Eucalyptus 4.0.2 How to solve EUCA-7376 error -- High Concurrent Locks on DB Causing Cloud Performance Issues
Problem
Every six months our Eucalyptus Cloud has this problem: https://eucalyptus.atlassian.net/browse/EUCA-7376
We were on 4.0.1 and now 4.0.2. I had posted this issue to the Eucalyptus Users Google Groups Back in October of 2014 https://groups.google.com/a/eucalyptus.com/forum/#!searchin/euca-users/EUCA-7376/euca-users/nHM6BXPRoOo/yXnlwDEh1SwJ
The first time we solved the issue by just reformatting everything and reinstall. (That worked but we didn’t know why…) The first symptom of this is that the Eucaconsole (installed locally on the CLC) would not receive login requests – nothing would happen upon login. This was our first hint that it was a service problem. Then we started seeing these errors in the Postgress logs:
ERROR: update or delete on table "metadata_extant_network" violates foreign key constraint "fkbdc151865dab4005" on table "metadata_network_indices"
DETAIL: Key (id)=(8a1f98a840b2dcf20140be92918a0f8e) is still referenced from table "metadata_network_indices".
STATEMENT: delete from metadata_extant_network where id=$1 and version=$2
ERROR: update or delete on table "metadata_extant_network" violates foreign key constraint "fkbdc151865dab4005" on table "metadata_network_indices"
DETAIL: Key (id)=(8a1f98a840b2dcf20140be5722140f59) is still referenced from table "metadata_network_indices".
STATEMENT: delete from metadata_extant_network where id=$1 and version=$2
ERROR: update or delete on table "metadata_extant_network" violates foreign key constraint "fkbdc151865dab4005" on table "metadata_network_indices"

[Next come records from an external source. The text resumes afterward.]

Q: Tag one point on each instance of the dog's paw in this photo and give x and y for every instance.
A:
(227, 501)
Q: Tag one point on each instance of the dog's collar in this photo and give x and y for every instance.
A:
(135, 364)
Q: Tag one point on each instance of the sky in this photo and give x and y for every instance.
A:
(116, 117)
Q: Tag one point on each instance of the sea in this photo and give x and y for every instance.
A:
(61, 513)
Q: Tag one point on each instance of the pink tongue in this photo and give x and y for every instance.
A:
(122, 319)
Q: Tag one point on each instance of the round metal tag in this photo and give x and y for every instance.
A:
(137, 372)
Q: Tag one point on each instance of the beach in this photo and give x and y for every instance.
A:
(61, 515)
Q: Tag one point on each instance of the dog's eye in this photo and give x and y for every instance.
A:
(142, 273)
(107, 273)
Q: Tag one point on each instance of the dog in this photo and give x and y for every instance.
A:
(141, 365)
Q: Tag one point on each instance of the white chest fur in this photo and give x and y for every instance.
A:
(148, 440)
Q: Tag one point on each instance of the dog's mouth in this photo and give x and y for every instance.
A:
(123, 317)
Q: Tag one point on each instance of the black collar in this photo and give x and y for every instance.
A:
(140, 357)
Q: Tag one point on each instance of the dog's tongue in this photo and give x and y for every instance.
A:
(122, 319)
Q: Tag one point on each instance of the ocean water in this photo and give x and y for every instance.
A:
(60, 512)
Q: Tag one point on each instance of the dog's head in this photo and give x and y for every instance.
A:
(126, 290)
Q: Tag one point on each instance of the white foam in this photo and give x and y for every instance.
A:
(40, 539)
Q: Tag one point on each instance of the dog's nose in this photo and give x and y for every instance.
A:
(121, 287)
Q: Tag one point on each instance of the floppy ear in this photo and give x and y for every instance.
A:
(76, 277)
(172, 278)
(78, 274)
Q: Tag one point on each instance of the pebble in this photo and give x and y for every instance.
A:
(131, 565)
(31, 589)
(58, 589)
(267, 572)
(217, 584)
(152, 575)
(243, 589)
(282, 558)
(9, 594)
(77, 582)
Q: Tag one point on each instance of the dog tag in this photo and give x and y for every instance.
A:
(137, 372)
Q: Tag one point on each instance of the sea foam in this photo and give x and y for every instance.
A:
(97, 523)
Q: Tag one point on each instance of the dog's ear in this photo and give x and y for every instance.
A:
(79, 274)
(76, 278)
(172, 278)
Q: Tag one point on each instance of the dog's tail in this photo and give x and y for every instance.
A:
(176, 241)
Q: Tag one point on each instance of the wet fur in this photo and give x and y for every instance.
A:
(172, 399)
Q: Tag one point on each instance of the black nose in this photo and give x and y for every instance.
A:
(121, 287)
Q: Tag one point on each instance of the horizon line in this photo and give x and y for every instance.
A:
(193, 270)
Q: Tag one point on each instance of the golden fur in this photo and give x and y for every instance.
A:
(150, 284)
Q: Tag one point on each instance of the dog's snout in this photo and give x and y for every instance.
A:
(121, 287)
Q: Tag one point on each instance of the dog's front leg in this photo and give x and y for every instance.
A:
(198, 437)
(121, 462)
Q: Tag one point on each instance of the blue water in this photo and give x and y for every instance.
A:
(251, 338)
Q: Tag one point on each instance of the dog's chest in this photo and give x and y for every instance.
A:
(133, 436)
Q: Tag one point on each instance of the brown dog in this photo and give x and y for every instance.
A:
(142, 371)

DETAIL: Key (id)=(8a1f98a840b2dcf20140bde9407c0ed6) is still referenced from table "metadata_network_indices".
STATEMENT: delete from metadata_extant_network where id=$1 and version=$2
ERROR: update or delete on table "metadata_extant_network" violates foreign key constraint "fkbdc151865dab4005" on table "metadata_network_indices"
DETAIL: Key (id)=(8a1f98a840b2dcf20140bd7b64b60e5d) is still referenced from table "metadata_network_indices".
STATEMENT: delete from metadata_extant_network where id=$1 and version=$2
ERROR: update or delete on table "metadata_extant_network" violates foreign key constraint "fkbdc151865dab4005" on table "metadata_network_indices"
DETAIL: Key (id)=(8a1f98a840b2dcf20140bf6e4c1a107c) is still referenced from table "metadata_network_indices".
STATEMENT: delete from metadata_extant_network where id=$1 and version=$2
So we made like DigDug found out what may have been causing this.
Solution
We noticed that the dhcp service failed to start on the CC. Not dhpcd but dnsmasq and these 3 steps fixed our problem.
- The postgres is caused by DHCP. That needs to be fixed. We need to restart dhcp and then the restart the CC to fix the dhcp.
- Restart the CLC to get rid of the metadata.
- nginx service on CLC service needs to be manually started after the dhcp is fixed and the CLC is rebooted
- In addition the SC went to state broken during this time - I believe because of the postgress errors and process breaking communication Logs available upon request.